Since 2021, the Yucatán state government has reneged on an agreement to cover the symphony orchestra’s payroll. 

This only compounds its fight for survival under the government’s austerity measures. Unlike its peers across Mexico, the Yucatán Symphony Orchestra is struggling to get the state to fulfill its obligation to fund its relatively meager budget.  

The fire that badly damaged its home base — the landmark Teatro Peón Contreras —  was a bad enough blow. The box office was forced to refund all the tickets it had sold for the season’s remaining performance dates. Now, the YSO, as it is known, is playing at the Palacio de la Música, a venue with less than half the capacity it had previously enjoyed. 

A fund created in 2008 was meant to cover YSO salaries. But this year, its board of trustees has been chipping in to fill the gap, Diario de Yucatán reported.

Government funding peaked at 32 million pesos in 2018, dropping to 30 and 28 million in the following years.
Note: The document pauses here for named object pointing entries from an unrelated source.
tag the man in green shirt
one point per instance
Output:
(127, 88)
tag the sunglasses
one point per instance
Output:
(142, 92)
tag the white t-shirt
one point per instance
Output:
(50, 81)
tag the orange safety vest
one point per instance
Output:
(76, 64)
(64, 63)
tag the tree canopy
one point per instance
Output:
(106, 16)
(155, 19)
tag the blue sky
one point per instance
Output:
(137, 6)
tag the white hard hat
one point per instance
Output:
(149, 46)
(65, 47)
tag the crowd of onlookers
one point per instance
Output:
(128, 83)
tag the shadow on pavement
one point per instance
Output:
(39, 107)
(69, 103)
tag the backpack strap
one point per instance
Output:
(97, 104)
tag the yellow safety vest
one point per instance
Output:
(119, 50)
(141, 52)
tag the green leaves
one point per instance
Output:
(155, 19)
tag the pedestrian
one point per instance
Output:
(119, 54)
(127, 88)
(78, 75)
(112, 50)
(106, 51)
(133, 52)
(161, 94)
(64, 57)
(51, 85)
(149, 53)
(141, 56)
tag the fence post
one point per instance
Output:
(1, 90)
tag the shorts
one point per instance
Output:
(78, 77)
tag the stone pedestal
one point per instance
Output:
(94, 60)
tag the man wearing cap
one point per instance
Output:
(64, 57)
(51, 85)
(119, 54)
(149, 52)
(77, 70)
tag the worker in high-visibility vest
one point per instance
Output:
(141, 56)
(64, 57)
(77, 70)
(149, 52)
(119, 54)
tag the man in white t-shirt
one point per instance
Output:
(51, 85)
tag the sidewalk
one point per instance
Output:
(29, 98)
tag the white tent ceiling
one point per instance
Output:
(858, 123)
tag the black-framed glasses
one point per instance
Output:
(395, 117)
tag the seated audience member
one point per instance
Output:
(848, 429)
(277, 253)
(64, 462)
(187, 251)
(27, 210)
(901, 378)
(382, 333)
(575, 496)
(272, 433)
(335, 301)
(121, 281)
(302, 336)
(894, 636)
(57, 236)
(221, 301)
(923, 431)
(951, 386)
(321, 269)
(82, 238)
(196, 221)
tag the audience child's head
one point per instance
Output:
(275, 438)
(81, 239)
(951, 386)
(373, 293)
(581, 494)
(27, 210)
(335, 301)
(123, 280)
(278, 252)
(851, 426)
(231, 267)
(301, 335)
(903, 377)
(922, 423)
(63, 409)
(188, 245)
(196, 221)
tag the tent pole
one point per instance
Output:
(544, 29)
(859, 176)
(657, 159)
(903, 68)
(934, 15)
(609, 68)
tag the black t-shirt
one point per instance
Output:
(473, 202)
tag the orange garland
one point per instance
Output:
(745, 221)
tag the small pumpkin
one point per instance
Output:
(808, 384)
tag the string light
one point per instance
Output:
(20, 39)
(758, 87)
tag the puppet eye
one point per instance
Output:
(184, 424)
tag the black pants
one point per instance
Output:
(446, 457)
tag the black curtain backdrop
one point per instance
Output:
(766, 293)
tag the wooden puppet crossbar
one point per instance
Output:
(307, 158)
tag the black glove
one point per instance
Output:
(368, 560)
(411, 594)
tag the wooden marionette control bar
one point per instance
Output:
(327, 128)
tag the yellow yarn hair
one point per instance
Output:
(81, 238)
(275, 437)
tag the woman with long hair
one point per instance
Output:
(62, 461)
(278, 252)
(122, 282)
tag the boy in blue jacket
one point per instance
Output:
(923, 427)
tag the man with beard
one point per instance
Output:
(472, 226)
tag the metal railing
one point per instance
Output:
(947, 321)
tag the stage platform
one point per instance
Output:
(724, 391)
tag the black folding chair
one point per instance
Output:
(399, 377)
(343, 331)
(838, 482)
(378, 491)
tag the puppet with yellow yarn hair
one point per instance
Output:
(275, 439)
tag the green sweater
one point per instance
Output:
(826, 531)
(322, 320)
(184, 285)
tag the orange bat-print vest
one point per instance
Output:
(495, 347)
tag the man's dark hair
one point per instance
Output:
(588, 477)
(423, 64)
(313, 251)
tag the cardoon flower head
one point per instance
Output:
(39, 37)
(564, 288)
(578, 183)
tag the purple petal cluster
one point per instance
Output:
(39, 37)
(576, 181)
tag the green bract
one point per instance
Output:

The most drastic reduction was in 2021, when only 5 million pesos came to cover musicians’ salaries. After negotiations, another 2.5 million pesos was added to the contribution — still far short of what was due.

Layoffs and a hiring freeze followed, and a program to give grocery vouchers to employees evaporated.

The YSO’s 2023 payroll is 27.8 million, but the current state budget allocates just short of 12.9 million pesos to the institution.

In just 18 years, the orchestra has positioned itself as one of the most important and active in the country. It is also the only one with an exclusive concert program for children. Since 2014 Sinfonízate program has received more than 25,000 students from all over the state.

Other symphonies across the country are completely subsidized by their home states or a nearby university, Diario reported. Moreover, their budgets range from 50 million to 100 million pesos.